Ensuite, la durée. Salah veut un engagement de deux ou trois saisons, pas un simple pont doré de fin de carrière. Il cherche de la stabilité pour la prochaine étape de son parcours.
Enfin, le troisième point, crucial : le projet sportif. L’Égyptien ne veut pas simplement « participer ». Il exige un club armé pour se battre pour les plus grands titres, avec une ambition claire et des moyens alignés. Un environnement où il ne serait pas seulement une vitrine, mais le leader d’une équipe compétitive.
L’Arabie saoudite a l’argent, la visibilité, l’appétit. Reste à savoir quel club saura cocher toutes les cases.
Lovren charge Carragher et défend Salah
Pendant que les négociations potentielles s’agitent en coulisses, la tempête médiatique continue d’enfler autour du départ du numéro 11. Une partie des supporters aurait aimé le voir aller au bout de son contrat, jusqu’en 2027. D’autres estiment que le cycle était terminé. Le débat est vif, souvent passionnel.
Dejan Lovren, lui, n’a pas choisi la demi-mesure. Dans un entretien accordé à Winwin, l’ancien défenseur des Reds s’est lancé dans une tirade féroce contre certains consultants, et particulièrement Jamie Carragher.
« La façon dont ils l’ont traité cette saison n’est pas dure. C’est dégoûtant », lâche-t-il. Il pointe du doigt un changement de ton brutal après presque une décennie de performances au plus haut niveau. « Pourquoi ils ne parlaient pas de lui comme ça ces huit ou neuf dernières années ? Une saison compliquée, et il redevient la cible. Il y a tellement d’autres problèmes. »

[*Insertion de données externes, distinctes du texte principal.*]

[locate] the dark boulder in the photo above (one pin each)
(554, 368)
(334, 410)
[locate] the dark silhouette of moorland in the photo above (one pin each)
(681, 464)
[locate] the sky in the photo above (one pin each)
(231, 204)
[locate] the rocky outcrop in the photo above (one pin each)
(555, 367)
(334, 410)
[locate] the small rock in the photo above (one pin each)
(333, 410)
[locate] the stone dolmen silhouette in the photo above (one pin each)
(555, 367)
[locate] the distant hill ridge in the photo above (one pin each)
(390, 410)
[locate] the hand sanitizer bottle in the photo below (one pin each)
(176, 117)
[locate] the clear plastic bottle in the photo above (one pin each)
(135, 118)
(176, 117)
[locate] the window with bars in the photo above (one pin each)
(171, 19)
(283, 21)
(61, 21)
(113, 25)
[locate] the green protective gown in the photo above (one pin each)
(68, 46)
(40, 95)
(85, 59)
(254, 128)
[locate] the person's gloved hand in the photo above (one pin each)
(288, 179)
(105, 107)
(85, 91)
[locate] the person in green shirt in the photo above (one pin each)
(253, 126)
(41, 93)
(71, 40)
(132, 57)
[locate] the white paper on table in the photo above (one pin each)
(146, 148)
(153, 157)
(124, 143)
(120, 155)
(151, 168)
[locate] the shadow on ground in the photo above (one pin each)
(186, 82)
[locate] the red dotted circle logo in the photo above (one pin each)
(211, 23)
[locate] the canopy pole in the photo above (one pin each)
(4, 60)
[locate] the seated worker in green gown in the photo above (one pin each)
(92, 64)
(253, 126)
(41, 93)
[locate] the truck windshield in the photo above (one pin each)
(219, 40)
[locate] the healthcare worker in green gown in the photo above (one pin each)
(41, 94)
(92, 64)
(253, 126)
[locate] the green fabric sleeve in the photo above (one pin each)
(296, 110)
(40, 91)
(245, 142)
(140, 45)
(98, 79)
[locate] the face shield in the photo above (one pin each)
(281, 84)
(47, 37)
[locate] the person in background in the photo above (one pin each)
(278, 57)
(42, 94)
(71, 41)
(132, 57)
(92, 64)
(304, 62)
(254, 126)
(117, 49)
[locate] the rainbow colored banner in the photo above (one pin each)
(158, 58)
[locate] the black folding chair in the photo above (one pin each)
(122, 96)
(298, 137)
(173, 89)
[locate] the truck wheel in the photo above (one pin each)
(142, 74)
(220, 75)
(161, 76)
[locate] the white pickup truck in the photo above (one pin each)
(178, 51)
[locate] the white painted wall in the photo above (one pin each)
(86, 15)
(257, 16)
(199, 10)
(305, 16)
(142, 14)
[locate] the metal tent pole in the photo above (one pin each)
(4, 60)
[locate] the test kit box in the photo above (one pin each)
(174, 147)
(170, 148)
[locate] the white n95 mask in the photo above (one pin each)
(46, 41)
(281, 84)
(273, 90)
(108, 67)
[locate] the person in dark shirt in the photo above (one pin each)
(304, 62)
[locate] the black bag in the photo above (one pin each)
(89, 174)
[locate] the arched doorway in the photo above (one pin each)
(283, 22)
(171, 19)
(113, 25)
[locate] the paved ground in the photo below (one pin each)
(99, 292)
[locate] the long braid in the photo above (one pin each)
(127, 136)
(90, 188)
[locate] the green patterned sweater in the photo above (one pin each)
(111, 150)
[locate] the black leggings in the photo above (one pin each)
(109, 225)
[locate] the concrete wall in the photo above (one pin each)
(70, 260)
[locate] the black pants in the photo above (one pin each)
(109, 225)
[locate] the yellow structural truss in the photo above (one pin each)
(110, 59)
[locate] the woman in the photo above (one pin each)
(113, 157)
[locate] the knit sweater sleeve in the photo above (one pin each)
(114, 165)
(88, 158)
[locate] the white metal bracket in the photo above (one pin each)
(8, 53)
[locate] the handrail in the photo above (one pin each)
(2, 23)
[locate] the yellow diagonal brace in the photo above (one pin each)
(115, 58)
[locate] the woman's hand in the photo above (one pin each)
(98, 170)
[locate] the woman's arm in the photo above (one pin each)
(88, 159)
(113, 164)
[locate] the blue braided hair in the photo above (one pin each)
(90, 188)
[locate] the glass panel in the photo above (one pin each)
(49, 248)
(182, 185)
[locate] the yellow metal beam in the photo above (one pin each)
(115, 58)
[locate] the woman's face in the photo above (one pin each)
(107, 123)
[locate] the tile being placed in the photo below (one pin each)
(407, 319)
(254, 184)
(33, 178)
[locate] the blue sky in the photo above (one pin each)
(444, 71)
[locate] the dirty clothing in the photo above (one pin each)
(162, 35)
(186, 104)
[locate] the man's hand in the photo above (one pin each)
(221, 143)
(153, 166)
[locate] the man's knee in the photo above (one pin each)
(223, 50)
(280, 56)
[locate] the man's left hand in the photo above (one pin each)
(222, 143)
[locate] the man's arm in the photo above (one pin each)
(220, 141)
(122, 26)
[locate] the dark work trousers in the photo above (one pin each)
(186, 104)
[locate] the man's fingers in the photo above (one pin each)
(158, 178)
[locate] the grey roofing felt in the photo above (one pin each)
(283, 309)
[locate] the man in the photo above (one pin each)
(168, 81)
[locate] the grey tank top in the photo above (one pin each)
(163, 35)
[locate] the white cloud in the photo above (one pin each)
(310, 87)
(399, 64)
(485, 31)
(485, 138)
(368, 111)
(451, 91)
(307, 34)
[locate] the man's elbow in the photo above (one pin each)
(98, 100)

Lovren accuse certains observateurs de chercher avant tout le buzz. « Certains consultants font ça juste pour attirer l’attention, peut-être parce qu’ils n’ont pas réussi dans d’autres domaines de leur vie, donc maintenant ils doivent ‘performer’… surtout Carragher, il dit ce qu’il veut. J’ai toujours dit qu’il devrait lui dire ça en face, dire tout ça à Mo en face. »
Puis le Croate appuie là où ça fait mal : « Il ne le fera jamais. Je le sais, parce qu’il ne l’a jamais fait avec moi. Il a mal parlé de moi aussi, mais jamais en face. Il ‘joue’ à la télé, il est payé pour ça, donc il doit se comporter comme ça. »
Slot dans le viseur, Klopp en contrepoint
Lovren ne s’arrête pas aux consultants. Pour lui, le départ de Salah ne vient pas d’une décision collective de la direction, mais d’un homme : l’entraîneur.
« Je ne pense pas que ce soit la direction qui a poussé Salah à partir. Je pense que c’est juste une personne, le manager », affirme-t-il. Il décrit une relation froide, à l’opposé de ce que vivait Salah sous les ordres de Jürgen Klopp.
Avec l’Allemand, explique-t-il, il y avait confiance, respect, une connexion forte même dans les moments de tension. Salah donnait tout sur le terrain, Klopp lui rendait cette confiance. Sous Slot, Lovren décrit l’exact contraire. Et il renvoie tout le monde aux huit ou neuf saisons précédentes pour juger du rendement du joueur.
Le message est clair : ce n’est pas Salah qui a changé.
Un vestiaire silencieux et un sentiment d’abandon
Lovren estime aussi que le vestiaire n’a pas suffisamment protégé son ancien coéquipier. Il parle de responsabilités partagées, mais mal assumées.
Selon lui, d’autres joueurs auraient dû se lever, reconnaître leurs torts, assumer publiquement une part des échecs. « Certains ne sont jamais sortis du bois », regrette-t-il. Il dénonce une gestion interne défaillante, des problèmes non réglés derrière les portes du vestiaire.
Salah, raconte-t-il, ne se serait jamais senti pleinement soutenu. Toujours en première ligne, toujours en une, toujours désigné comme le visage des problèmes. « C’est un problème profond », conclut-il.
Pendant que Liverpool prépare déjà l’après-Salah et cible notamment Yan Diomande comme priorité pour lui succéder, l’ombre du roi d’Anfield continue de planer sur le club.
La question, désormais, n’est plus de savoir s’il partira. Elle est de savoir quel maillot il enfilera pour écrire le dernier grand chapitre de sa carrière.